Is there a rule that states that I should not divide in this scenario?

[Callmelucky]

Homework Statement

Write the coordinates of points where $f(x)=\log _{2} x^2 -1$ intersects x and y axis

Relevant Equations

$\log _{a} x^n = n\times \log _{a} x$

So basically this is how I solved this problem:
1. $f(x)=\log _{2} x^2 - 1$
2. $0=\log _{2} x^2 -1$
3. $1= 2\times \log _{2} x$
4. $\frac{1}{2}= \log _{2} x$
5. $2^{\frac{1}{2}}=x=\sqrt{2}$

So I wrote coordinates to be ($\sqrt{2}$, 0)

But apparently, that is not the only solution. There should be another answer with a negative sign so ($\pm\sqrt{2}$, 0) would be a complete solution for points at which graphs cross the x line. There are no points where the graph crosses the y-line.
This is how it's solved in the textbook(pic in attachments). And I understand that it's correct because the graph really does cross the x-line in those points.
So, my question is, is there a rule I am not aware of that states that I can't divide an equation with n(exponent of an argument moved down to the front)?

Thank you.

 

[weirdoguy]

What is the domain of your function? The problem is basically in the 3rd step.

 

[Callmelucky]

What is the domain of your function? The problem is basically in the 3rd step.

I didn't learn about domain, in Croatia we learn that in 4th grade of high school, I am in 2nd right now. Are you saying that I can't move 2 down if it's original place is up?

 

[weirdoguy]

You can, but it will be $2\log_2|x|$ instead of what you wrote. That's because your $x$'s can be negative, eg: for $x=-2$ we have $\log_2(-2)^2=\log_24=2$

 

[Callmelucky]

You can, but it will be $2\log_2|x|$, because your $x$'s can be negative.

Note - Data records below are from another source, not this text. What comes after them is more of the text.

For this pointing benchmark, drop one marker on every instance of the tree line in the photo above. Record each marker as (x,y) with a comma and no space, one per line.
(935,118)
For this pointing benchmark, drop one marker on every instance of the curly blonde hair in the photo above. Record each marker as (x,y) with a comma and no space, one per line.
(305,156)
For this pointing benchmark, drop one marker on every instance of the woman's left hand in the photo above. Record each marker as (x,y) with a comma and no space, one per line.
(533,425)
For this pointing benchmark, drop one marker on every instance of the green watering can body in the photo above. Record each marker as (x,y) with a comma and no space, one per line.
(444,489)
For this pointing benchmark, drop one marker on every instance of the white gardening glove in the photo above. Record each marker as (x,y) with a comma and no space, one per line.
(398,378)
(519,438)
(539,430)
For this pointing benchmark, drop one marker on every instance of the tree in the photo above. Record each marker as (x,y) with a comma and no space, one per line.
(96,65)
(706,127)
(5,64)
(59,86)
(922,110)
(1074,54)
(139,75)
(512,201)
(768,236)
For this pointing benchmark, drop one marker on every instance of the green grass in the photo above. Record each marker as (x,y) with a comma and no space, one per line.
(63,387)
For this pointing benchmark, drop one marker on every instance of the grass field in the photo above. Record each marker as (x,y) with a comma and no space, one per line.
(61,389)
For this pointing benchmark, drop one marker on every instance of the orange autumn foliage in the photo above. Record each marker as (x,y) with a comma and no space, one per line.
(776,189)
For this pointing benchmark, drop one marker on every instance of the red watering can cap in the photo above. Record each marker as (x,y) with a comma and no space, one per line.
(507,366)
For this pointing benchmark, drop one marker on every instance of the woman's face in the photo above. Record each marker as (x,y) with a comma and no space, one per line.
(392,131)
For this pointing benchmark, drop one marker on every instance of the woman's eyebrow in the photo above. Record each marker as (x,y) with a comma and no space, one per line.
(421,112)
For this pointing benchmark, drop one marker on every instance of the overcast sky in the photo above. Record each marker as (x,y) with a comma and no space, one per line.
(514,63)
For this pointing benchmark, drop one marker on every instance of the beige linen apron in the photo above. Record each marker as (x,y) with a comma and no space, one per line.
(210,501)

Ohh, that make sense, should I always do that when moving 2 down? Because I haven't done that once so far

 

[weirdoguy]

In the cases of functions like this one in your example yes. The rule: $\log a^n=n\log a$ works only for positive $a$, and in the function you gave your "$a$" (which is $x$) could be negative.

 

[Callmelucky]

In the cases of functions like this one in your example yes. The rule: $\log a^n=n\log a$ works only for positive $a$, and in the function you gave your "$a$" (which is $x$) could be negative.

Okay, thank you very much. :D

 

[Mark44]

Homework Statement: Write the coordinates of points where $f(x)=\log _{2} x^2 -1$ intersects x and y axis
Relevant Equations: $\log _{a} x^n = n\times \log _{a} x$

So basically this is how I solved this problem:
1. $f(x)=\log _{2} x^2 - 1$
2. $0=\log _{2} x^2 -1$
3. $1= 2\times \log _{2} x$
4. $\frac{1}{2}= \log _{2} x$
5. $2^{\frac{1}{2}}=x=\sqrt{2}$

So I wrote coordinates to be ($\sqrt{2}$, 0)

From line 2, you have $\log_2(x^2) = 1 \Rightarrow x^2 = 2 \Rightarrow x= \pm \sqrt 2$

But apparently, that is not the only solution. There should be another answer with a negative sign so ($\pm\sqrt{2}$, 0) would be a complete solution for points at which graphs cross the x line. There are no points where the graph crosses the y-line.

 

[Callmelucky]

From line 2, you have $\log_2(x^2) = 1 \Rightarrow x^2 = 2 \Rightarrow x= \pm \sqrt 2$

yeah, but I was confused why the method I was using so far isn't working anymore. Thank you.

 

[Mark44]

yeah, but I was confused why the method I was using so far isn't working anymore. Thank you.

It's because your relevant equation -- $\log_a (x^n) = n\log_a(x)$ -- is valid only for x > 0. Although $x = \sqrt 2$ is a solution of equations 2 and 4, $x = -\sqrt 2$ is also a solution of the original equation.

 

[fresh_42]

yeah, but I was confused why the method I was using so far isn't working anymore. Thank you.

You have to use $\log_2 x^2 =2\cdot \log |x|$ since the logarithm doesn't allow negative arguments. Therefore you end up with $2^{1/2}=\sqrt{2}=|x|$ which includes both signs!